There is also an element of shame expressed in the poem. Shame on behalf of those who are sending the men of to war. They are taken away in the dark ‘like wrongs’ when no one could see them. When they returned home they were hidden out of shame once again. Owen uses a question very well when he asks,
‘Shall they return to beatings of great bells
In wild train-loads ?’
He answers the question with, ‘A few, a few, too few for drums and yells’. Owen uses repetition to emphasise the pity of the situation. This shame at the loss of life is further highlighted in the following lines.
‘…May creep back, silent, to village wells,
up half known roads’
The use of the words ‘creep’ and ‘silent’ suggest that the soldiers may be physically marred or too traumatised for celebrations. When Owen says that they are travelling ‘up half known roads’ this could be because their memories of their lives before the war have blurred after all the horrors they have witnessed.

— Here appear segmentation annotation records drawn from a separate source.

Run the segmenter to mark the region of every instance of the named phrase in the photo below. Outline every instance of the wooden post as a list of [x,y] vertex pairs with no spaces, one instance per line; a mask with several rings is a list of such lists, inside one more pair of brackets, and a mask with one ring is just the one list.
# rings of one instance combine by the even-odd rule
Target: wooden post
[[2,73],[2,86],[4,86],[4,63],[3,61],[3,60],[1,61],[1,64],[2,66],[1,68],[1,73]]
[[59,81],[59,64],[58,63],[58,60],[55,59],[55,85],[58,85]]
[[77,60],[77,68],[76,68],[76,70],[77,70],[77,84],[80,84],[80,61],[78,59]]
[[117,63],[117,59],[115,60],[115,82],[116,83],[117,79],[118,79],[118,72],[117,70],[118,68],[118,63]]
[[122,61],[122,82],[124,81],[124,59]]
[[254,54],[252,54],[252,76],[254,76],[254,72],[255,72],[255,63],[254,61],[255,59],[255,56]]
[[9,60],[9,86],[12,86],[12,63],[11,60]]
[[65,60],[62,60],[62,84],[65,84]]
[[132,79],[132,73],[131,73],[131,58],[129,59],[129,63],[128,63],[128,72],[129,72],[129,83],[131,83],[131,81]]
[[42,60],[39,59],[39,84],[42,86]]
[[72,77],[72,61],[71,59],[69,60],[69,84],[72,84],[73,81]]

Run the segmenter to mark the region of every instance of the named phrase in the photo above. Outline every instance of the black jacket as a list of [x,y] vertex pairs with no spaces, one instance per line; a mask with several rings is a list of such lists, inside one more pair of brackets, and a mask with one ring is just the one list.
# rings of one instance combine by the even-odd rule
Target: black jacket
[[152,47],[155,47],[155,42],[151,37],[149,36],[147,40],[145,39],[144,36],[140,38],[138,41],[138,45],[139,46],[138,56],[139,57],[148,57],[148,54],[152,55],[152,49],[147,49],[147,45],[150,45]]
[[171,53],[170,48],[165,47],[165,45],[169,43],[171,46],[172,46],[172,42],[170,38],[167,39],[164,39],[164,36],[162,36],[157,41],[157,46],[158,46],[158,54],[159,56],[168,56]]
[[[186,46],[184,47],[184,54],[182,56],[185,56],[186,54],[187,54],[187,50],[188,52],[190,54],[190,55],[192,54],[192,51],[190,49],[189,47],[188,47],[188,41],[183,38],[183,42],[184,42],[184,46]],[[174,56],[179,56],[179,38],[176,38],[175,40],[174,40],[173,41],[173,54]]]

I prefer Wilfred Owen’s poem ‘The Send-off’ to Shakespeare’s ‘Before Agincourt’. I like the downbeat and subdued rhythm and the rhymed verse. I also think Wilfred Owens views on war are far more truthful and coincide with my own. He not only illustrates the amount of pointless death, but he tells of the mental and physical anguish that tortures the survivors even after they have returned home. Owen does not give war any sort of false honour as there is nothing worth celebrating in a wasted life. He himself fought in the war and so was under no false illusions as to the harsh and brutal realities faced in the trenches. He wanted everyone else to know the truth about war and used poetry as his medium.
‘Above all I am not concerned with poetry.
My subject is war and the pity of war.
The poetry is in the pity.’
Henry V has many romantic notions of an honourable death, but death is not honourable when it is realised whilst trying to end the life of another human being.